Не склонный выпрямлять свой путь, сглаживать конфликты, Фадеев в конце жизни, готовя сборник литературно-критических статей «За тридцать лет», решает прокомментировать свои резкие, неоправданные, по его мнению, оценки произведений некоторых писателей. Называется имя и Андрея Платонова, Писалось это в середине 50-х годов, когда фамилия Платонов абсолютно ничего не говорила широкому читателю, особенно молодому. Но Фадеев знал, кто такой Платонов. Так было. Честь и совесть, никогда не покидавшие Фадеева, диктовали ему эти корректировки. Тем более они отвечали духу его человеческих и творческих исканий. Он входил в литературу почти в одно время с Платоновым. Горький поначалу много раз будет называть вместе эти молодые имена, достойно представляющие «анафемски талантливую Русь».

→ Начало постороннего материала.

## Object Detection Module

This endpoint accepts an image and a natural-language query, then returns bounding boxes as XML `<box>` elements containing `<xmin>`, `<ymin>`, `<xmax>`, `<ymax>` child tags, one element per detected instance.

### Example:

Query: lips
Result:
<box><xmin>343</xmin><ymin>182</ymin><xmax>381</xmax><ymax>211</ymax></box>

До недавнего времени никто не решился напечатать этот рассказ, да и не только его. А Фадеев печатал:

«Наши учреждения — дерьмо, читал Ленина Петр, а Макар слушал и удивлялся точности ума Ленина. Наши законы — дерьмо. Мы умеем предписывать, а не умеем исполнять… Социализм надо строить руками массового человека, а не чиновничьими бумажками наших учреждений. И я не теряю надежды, что нас за это когда-нибудь повесят».